Monday, June 15, 2009

thoughts

With a MILLION things circling my head. Where do I start?

First off, the place I'm at is I don't trust anybody. I don't like being here. I've taken a few steps back in this area. I feel like 'who could I trust?' Wondering if people are the real deal. And considering that we are all humans, we don't even know what the real deal is anyway, so it's impossible to be the real deal. Our self deception is so sick and creepy that we don't even know the messes were in!

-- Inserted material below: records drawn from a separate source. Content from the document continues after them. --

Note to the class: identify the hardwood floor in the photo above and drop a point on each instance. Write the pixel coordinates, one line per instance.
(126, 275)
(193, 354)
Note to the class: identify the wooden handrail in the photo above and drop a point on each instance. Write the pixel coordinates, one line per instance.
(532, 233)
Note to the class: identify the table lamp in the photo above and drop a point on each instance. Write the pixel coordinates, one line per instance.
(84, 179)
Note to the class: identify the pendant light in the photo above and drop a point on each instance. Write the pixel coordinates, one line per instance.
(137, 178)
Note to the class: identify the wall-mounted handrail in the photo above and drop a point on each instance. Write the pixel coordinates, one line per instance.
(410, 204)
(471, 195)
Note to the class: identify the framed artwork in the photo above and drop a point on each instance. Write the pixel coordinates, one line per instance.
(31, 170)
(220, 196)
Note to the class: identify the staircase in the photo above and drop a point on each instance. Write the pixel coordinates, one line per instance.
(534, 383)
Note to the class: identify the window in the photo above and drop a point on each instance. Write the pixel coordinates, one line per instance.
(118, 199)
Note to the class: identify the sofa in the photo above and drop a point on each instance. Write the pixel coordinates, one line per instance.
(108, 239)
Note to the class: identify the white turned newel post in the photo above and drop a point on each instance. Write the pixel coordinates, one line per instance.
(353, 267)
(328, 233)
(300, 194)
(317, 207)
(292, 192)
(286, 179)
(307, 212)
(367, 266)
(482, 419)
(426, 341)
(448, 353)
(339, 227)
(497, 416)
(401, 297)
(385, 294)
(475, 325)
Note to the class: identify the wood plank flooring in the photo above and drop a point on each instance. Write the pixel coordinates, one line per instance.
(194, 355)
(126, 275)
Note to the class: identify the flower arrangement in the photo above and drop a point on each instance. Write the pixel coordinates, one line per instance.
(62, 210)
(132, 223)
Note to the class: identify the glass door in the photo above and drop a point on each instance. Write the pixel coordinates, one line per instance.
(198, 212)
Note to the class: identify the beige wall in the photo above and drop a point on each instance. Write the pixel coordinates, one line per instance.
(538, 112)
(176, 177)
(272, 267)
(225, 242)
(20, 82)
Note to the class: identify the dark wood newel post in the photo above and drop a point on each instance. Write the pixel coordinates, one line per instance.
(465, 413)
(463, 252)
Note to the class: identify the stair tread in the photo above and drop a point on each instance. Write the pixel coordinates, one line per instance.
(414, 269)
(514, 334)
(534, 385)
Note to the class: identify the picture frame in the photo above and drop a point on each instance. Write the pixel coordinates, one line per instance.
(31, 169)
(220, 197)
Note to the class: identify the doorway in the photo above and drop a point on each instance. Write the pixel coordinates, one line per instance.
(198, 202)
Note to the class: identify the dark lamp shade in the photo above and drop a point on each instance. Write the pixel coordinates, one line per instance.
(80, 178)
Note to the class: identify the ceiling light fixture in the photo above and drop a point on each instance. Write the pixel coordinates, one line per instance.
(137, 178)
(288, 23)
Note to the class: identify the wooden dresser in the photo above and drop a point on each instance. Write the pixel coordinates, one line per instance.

We were in life group last night, it was nice and freeing to be as real as I could. Which was just what I said. I figure that I might as well just call things as they are, instead of decieving myself too. Which I probably am. How will I move forward if I won't acknowledge what's there to deal with. I think before my spiritual pride would keep me from this. Afraid to share what I was really thinking, in fear that someone would think that I'm weak, or not growing, moving up the "maturity ladder"

Not interested in any sort of ladder at this point. Just wanting real peace, real life and real relationships. Although the relationship part will be hard to get to since I won't let anyone in. It's much safer in a closed cell. It seems to me, my experience anyway, that whenever I draw conclusions, it turns out I'm WAY off!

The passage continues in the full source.